Accord collectif d’entreprise relatif à la prime décentralisée
ENTRE LES SOUSSIGNES
VYV3 PAYS DE LA LOIRE, Union de mutuelles régie par les dispositions du Livre III du Code de la mutualité, dont le siège est situé au 29 quai François Mitterrand - 44200 NANTES, enregistrée au répertoire Siren sous le numéro 844 879 015,
Représentée par Monsieur, Directeur Général,
Et
Les organisations syndicales représentatives au sein de VYV3 Pays de la Loire, à savoir :
Le syndicat CFDT, représenté par, en sa qualité de Déléguée Syndicale Centrale ;
Le syndicat CGT, représenté par, en sa qualité de Déléguée Syndicale Centrale ;
Le syndicat FO, représenté par, en sa qualité de Délégué Syndical Central ;
Préambule
Dans le cadre de son organisation actuelle, VYV3 Pays de la Loire applique trois conventions collectives nationales distinctes, dont la Convention collective nationale des établissements privés d’hospitalisation, de soins, de cure et de garde à but non lucratif du 31 octobre 1951 (FEHAP). L’article A.3.1 de cette convention prévoit le versement d’une prime dite « décentralisée » et renvoie à la négociation d’entreprise le soin d’en préciser les conditions et modalités d’attribution et de versement. Le présent accord a pour objectif de déterminer les modalités d’attribution et de versement de la prime décentralisée aux salariés éligibles au sein de VYV3 Pays de la Loire. Champ d’application Le présent accord s’applique à l’ensemble des salariés de VYV3 Pays de la Loire titulaires d’un contrat de travail et relevant de la convention collective nationale des établissements privés d’hospitalisation, de soins, de cure et de garde à but non lucratif du 31 octobre 1951. Modalités d’attribution et versement de la prime décentralisée La prime décentralisée est versée mensuellement à chaque bénéficiaire à hauteur de 5% de son salaire brut mensuel. Les périodes d’absence donnant lieu à un maintien total ou partiel de salaire n’impactent pas le versement mensuel de la prime. Cela inclut notamment :
Les congés payés ;
Les congés maternité, paternité, d’adoption ;
Les arrêts de travail indemnisés avec maintien de salaire ;
Les absences assimilées à du temps de travail effectif (ex : formation).

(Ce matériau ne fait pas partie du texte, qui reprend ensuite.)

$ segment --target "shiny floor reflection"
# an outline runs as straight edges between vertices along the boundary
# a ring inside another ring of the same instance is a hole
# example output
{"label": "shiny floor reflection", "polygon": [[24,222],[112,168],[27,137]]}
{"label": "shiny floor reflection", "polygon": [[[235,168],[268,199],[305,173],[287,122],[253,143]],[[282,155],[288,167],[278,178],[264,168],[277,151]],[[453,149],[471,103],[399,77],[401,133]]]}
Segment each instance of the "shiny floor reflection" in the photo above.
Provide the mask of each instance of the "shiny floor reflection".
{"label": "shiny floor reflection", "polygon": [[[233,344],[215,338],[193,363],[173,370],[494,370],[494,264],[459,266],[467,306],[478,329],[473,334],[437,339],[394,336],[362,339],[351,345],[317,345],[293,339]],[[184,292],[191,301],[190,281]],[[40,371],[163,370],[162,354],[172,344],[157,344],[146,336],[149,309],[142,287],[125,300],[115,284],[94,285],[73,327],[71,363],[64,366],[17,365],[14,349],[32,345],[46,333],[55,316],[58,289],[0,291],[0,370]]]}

Les périodes non rémunérées (congé sans solde, congé parental non indemnisé, absences injustifiées, ...) donnent lieu à proratisation mensuelle de la prime. Dispositions finales Durée et entrée en vigueur Le présent accord est conclu pour une durée indéterminée. Il entrera en vigueur à compter du 1er janvier 2026. Adhésion et révision Conformément aux articles L. 2261-3 et L. 2261-4 du Code du travail, les organisations syndicales représentatives dans l’entreprise pourront adhérer au présent accord. Elles bénéficieront alors des mêmes droits que les organisations syndicales représentatives signataires. La procédure de révision du présent accord pourra être engagée dans les conditions définies à l’articleL. 2261-7-1 du Code du travail. Toute demande de révision à l’initiative de l’une des parties susvisées devra être adressée aux autres parties et comporter l’indication des dispositions dont il est demandé la révision. La demande de révision sera suivie d’une négociation entre les parties visées à l’article L. 2261-7-1 du Code du travail, à l’issue de laquelle un avenant pourra être conclu. L’avenant éventuel de révision devra être déposé dans les conditions prévues par les textes en vigueur. Dénonciation Conformément aux dispositions de l’article L. 2261-9 du Code du travail, le présent accord et ses éventuels avenants peuvent être dénoncés par l’une ou l’autre des parties signataires, sur notification écrite aux autres parties par lettre recommandée avec avis de réception. La dénonciation prend effet à l’issue du préavis de 3 mois. Le courrier de dénonciation donnera lieu également au dépôt auprès de la DREETS compétente, ainsi qu’au Greffe du Conseil de prud’hommes de Nantes. Pendant la durée du préavis, la direction s’engage à réunir les Parties afin de négocier un éventuel accord de substitution. Notification, dépôt et publicité Le présent accord sera notifié par l’employeur aux organisations syndicales représentatives au niveau de l’entreprise. Le présent accord sera déposé par l’employeur sous forme électronique à la DREETS. Un exemplaire sera adressé au greffe du Conseil des Prud’hommes du lieu du siège social, dans les conditions prévues par le Code du travail. Le présent accord fera l’objet d’un affichage sur les panneaux réservés à la communication avec le personnel.